Thomas Bertels

Personal information
- Date of birth: 5 November 1986 (age 39)
- Place of birth: Geseke, West Germany
- Height: 1.93 m (6 ft 4 in)
- Position(s): Left-back, left midfielder

Team information
- Current team: Schalke 04 (U17 manager)

Youth career
- 0000–2005: TuS Ehringhausen
- 2005–2007: SuS Bad Westernkotten
- 2007–2008: RW Horn

Senior career*
- Years: Team / Apps / (Gls)
- 2008–2009: SV Lippstadt
- 2009–2011: SC Verl / 61 / (11)
- 2011–2019: SC Paderborn / 149 / (8)
- 2014–2019: SC Paderborn II / 149 / (8)
- 2019–2020: TuS Ehringhausen / 13 / (1)
- 2021–2023: VfB Schloß Holte / 37 / (21)

Managerial career
- 2018–2022: SC Paderborn (youth coach)
- 2022–2023: SC Paderborn II
- 2023–: Schalke 04 (U17 manager)

= Thomas Bertels =

German footballer

Thomas Bertels (born 5 November 1986) is a German former professional footballer who played either as a left-back or as a left midfielder, and current manager of Schalke 04's U17 squad.

==Coaching career==
In January 2019, Bertels retired as a professional player.

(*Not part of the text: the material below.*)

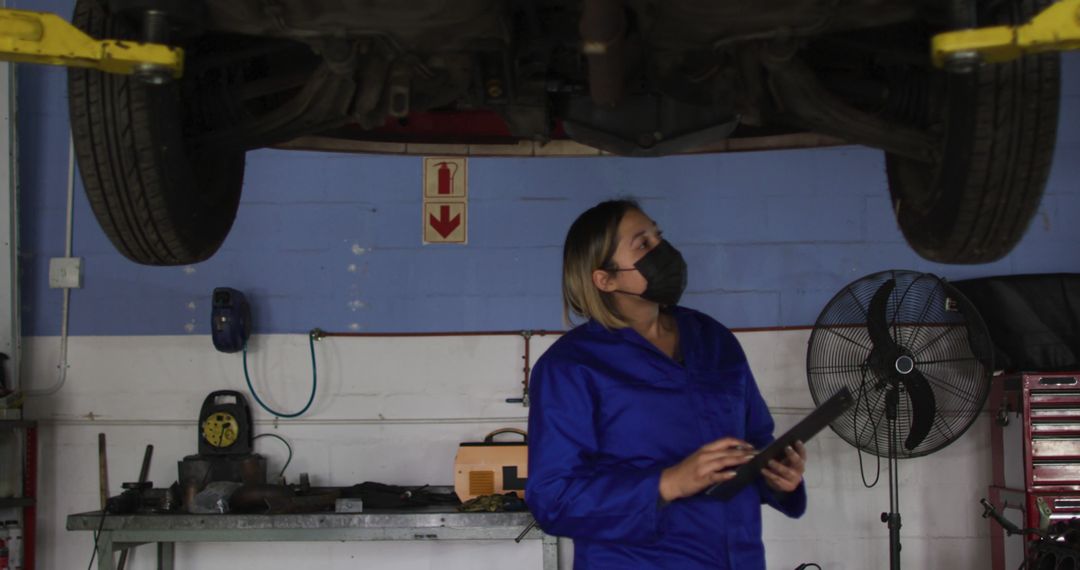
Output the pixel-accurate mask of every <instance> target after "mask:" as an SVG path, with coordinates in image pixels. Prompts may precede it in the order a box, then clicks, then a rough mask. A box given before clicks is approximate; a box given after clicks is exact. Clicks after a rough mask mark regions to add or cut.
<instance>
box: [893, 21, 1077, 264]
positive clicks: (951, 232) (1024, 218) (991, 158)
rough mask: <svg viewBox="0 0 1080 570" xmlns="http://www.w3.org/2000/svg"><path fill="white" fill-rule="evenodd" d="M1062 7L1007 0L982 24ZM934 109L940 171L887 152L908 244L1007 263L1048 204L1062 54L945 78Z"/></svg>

In July 2018, Bertels became co-coach of SC Paderborn's U19s while still playing for the club's reserve team. In 2019, he became coach of Paderborn U16s while playing for lower-league team TuS Ehringhausen.

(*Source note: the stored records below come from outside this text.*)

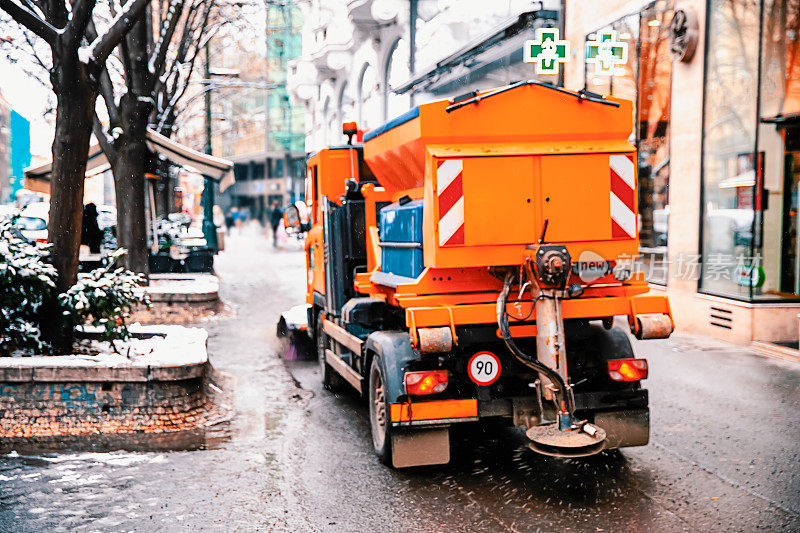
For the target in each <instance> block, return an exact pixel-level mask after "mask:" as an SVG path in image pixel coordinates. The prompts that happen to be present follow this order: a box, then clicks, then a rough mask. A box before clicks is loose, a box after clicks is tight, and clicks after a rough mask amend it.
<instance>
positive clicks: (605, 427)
mask: <svg viewBox="0 0 800 533" xmlns="http://www.w3.org/2000/svg"><path fill="white" fill-rule="evenodd" d="M594 423H595V425H596V426H599V427H601V428H603V429H604V430H605V431H606V444H605V447H606V449H612V448H626V447H629V446H645V445H646V444H647V443H648V442H650V409H628V410H624V411H604V412H599V413H595V415H594Z"/></svg>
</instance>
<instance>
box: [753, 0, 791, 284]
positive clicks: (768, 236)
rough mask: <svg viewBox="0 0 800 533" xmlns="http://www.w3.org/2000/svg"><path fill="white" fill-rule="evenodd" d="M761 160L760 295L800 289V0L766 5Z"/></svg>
mask: <svg viewBox="0 0 800 533" xmlns="http://www.w3.org/2000/svg"><path fill="white" fill-rule="evenodd" d="M763 10H764V11H763V21H764V24H763V29H762V57H761V87H760V97H761V98H760V106H759V107H760V109H759V115H760V121H759V127H758V149H757V150H756V153H757V154H758V156H757V159H758V163H759V164H758V165H757V166H756V172H755V175H754V179H753V180H752V181H753V184H752V186H751V188H752V192H751V196H753V197H754V198H755V201H754V209H755V215H756V226H755V227H756V228H757V231H756V232H755V235H754V238H753V240H754V243H753V247H754V249H755V250H756V254H755V255H756V257H757V258H758V262H757V263H756V264H755V265H754V266H753V269H752V270H753V273H752V275H751V276H750V279H751V285H752V293H753V297H754V298H755V299H765V298H776V297H795V296H797V295H798V294H800V260H799V258H800V253H798V252H799V251H800V248H798V247H799V246H800V242H798V238H797V233H798V220H797V212H798V208H799V207H800V205H798V188H799V186H800V0H766V1H765V2H764V7H763Z"/></svg>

On 24 February 2022, Bertels took over Paderborn's reserve team in the Oberliga Westfalen, succeeding Michél Kniat, who moved to third-division club SC Verl. During this time, he played for lower-league side VfB Schloß Holte. After promotion to the Regionalliga West, he left Paderborn a year before the end of his contract to take over Schalke 04's U17s.